No worries @pofl :). Anyway, the new version is released now, so give it a try and let us know if you have any issues.

pofl commented 4 years ago

The issues are fixed.

I'm using goka on the Kafka side to build a rather simple forwarding microservice which forwards events from Kafka to Google Pubsub. I chose goka because I had heard that you guys do some background magic around commiting messages. Using goka I don't need to commit messages myself. So I was wondering if you could tell me, or better, write a few lines of docs about the fault-tolerance magic you do and how much of an exactly-once guarantee you might be able to provide.

Also I am missing a little bit of explanation about what kind of processor graph I'm building. What are nodes and edges in that graph abstraction and what does it do?

These two things are the most glaring questions I have so far.

frairon commented 4 years ago

Hmm, I'm not sure what exactly you mean with "background magic" befor commiting. All that goka does is wait for all operations in the message-callback to be successful (like storing the state, emitting to output topics), before it commits the message upstream. If your processor crashes in the middle, you'll receive the message again next time. So goka provides at-least-once semantics, not more. That's described also here.

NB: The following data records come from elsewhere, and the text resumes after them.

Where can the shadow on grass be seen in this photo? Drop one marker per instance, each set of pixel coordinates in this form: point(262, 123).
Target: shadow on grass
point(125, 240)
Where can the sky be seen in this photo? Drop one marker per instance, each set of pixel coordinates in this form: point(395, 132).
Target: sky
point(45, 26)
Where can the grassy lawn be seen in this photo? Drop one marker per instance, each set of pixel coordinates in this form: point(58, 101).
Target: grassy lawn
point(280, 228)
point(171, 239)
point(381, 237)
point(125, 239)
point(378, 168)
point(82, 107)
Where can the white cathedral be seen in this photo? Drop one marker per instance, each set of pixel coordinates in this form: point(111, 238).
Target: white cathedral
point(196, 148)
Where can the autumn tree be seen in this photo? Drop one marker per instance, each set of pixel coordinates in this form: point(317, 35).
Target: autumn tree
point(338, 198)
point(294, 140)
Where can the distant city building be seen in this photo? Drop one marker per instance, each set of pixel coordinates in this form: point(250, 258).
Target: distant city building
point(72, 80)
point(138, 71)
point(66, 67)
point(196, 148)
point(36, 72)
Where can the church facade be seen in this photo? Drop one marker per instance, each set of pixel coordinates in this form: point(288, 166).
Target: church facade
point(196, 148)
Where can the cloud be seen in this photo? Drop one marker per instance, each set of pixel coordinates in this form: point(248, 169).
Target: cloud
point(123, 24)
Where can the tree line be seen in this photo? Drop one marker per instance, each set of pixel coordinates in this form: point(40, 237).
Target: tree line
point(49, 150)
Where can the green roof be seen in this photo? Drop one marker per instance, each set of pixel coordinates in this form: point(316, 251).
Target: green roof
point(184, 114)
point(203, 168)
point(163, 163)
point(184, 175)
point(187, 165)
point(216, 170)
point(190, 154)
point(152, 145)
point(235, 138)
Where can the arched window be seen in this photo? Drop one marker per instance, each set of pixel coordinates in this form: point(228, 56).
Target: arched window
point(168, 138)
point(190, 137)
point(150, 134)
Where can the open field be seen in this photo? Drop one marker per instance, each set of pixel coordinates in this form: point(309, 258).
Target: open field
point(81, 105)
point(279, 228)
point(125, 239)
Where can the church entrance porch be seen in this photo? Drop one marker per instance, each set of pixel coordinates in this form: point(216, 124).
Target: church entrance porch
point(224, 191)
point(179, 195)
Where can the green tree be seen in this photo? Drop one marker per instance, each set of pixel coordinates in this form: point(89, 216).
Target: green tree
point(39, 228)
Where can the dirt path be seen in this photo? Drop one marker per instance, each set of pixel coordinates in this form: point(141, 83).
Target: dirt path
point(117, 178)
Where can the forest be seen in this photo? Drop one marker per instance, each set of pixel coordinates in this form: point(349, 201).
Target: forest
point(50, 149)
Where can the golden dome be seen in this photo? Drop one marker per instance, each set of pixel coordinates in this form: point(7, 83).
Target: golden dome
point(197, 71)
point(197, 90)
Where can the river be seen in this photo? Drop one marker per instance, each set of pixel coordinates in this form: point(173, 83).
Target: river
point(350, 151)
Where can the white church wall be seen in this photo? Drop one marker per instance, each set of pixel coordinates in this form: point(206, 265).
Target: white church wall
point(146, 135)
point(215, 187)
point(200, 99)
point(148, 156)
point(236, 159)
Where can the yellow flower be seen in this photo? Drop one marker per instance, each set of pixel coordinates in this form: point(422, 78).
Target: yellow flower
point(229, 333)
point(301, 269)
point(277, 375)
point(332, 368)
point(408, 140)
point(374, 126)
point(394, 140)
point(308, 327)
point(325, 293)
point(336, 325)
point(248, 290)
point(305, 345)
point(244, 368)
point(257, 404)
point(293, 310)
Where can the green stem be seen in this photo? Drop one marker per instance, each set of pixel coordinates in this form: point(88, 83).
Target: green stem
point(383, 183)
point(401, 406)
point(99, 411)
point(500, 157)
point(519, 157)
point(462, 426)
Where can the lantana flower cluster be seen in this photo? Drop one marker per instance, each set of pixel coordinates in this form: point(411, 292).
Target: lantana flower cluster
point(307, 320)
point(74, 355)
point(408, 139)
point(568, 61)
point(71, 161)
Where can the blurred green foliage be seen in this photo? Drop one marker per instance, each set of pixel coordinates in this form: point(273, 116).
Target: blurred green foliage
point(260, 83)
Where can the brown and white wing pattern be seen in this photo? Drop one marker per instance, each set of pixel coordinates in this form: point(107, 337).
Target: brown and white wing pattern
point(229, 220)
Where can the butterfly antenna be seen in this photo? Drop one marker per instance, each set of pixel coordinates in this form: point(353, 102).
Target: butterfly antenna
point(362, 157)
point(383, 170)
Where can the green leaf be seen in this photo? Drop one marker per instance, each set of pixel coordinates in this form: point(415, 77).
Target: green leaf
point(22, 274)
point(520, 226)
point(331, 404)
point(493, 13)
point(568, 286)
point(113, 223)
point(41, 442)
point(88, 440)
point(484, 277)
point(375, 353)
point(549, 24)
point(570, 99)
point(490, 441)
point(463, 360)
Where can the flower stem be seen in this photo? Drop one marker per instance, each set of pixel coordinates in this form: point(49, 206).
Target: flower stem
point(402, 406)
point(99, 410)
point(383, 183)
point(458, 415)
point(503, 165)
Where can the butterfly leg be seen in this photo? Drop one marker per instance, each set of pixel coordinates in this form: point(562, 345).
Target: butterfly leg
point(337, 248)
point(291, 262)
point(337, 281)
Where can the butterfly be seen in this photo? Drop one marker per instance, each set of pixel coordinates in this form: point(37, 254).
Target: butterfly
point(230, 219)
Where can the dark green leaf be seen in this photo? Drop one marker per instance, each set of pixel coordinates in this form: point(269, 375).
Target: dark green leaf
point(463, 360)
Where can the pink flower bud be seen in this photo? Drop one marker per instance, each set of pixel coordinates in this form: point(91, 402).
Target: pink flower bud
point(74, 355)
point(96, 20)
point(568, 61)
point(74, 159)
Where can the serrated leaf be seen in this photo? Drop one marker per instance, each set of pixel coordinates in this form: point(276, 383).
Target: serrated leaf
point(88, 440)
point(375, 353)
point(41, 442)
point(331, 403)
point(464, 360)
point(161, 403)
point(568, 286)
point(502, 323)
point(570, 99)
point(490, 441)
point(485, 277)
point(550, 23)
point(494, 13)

For the description of Edges you're right, we could add a little more to the docs for sure. In the meantime, just try out the examples, it's less complicated than you think :)

pofl commented 4 years ago

I mean e.g. in a case where for example offset 42 and 43 are processes in parallel but 42 fails. Is 43 committed? Will 42 get reprocessed? AFAIK if you only use Kafka features to track processing 42 would not get reprocessed if 43 is already committed. So do you have your own persistent process tracking mechanism and if yes how, on a high level, does it work?

db7 commented 4 years ago

@pofl I assume offsets 42 and 43 refer to the same key. If they are different keys, there are no guarantees. If they are the same key, 42 and 43 are not processed in parallel because there is a single goroutine in the processor group that will process all messages of a key, sequentially.

But 42's side effects (creating updates, emitting messages) may still be uncommitted before the goroutine starts processing subsequent offsets. The commit of 42 is only performed when all its side-effects are committed. And 43 should not be committed if 42 hasn't been committed yet. At least this was the behavior before the refactoring. I guess the new implementation also follows this strategy.

db7 commented 4 years ago

Also, there is no exactly-once guarantee in Goka. For example, if processing offset 42 generates messages A and B, and emitting of B fails, then A and B will be emitted again when 42 is reprocessed. So you'll see A twice downstream. Goka will give you at-least-once. If you need exactly-once, you should look into ksql or kstreams. However, usually one doesn't need exactly-once and it's sufficient to make the processing of events idempotent.

pofl commented 4 years ago

Thank you for your answers. I would suggest copy pasting this conversation to some wiki page or something, so the next person with this question won't have to ask 😊 Keep up the great work!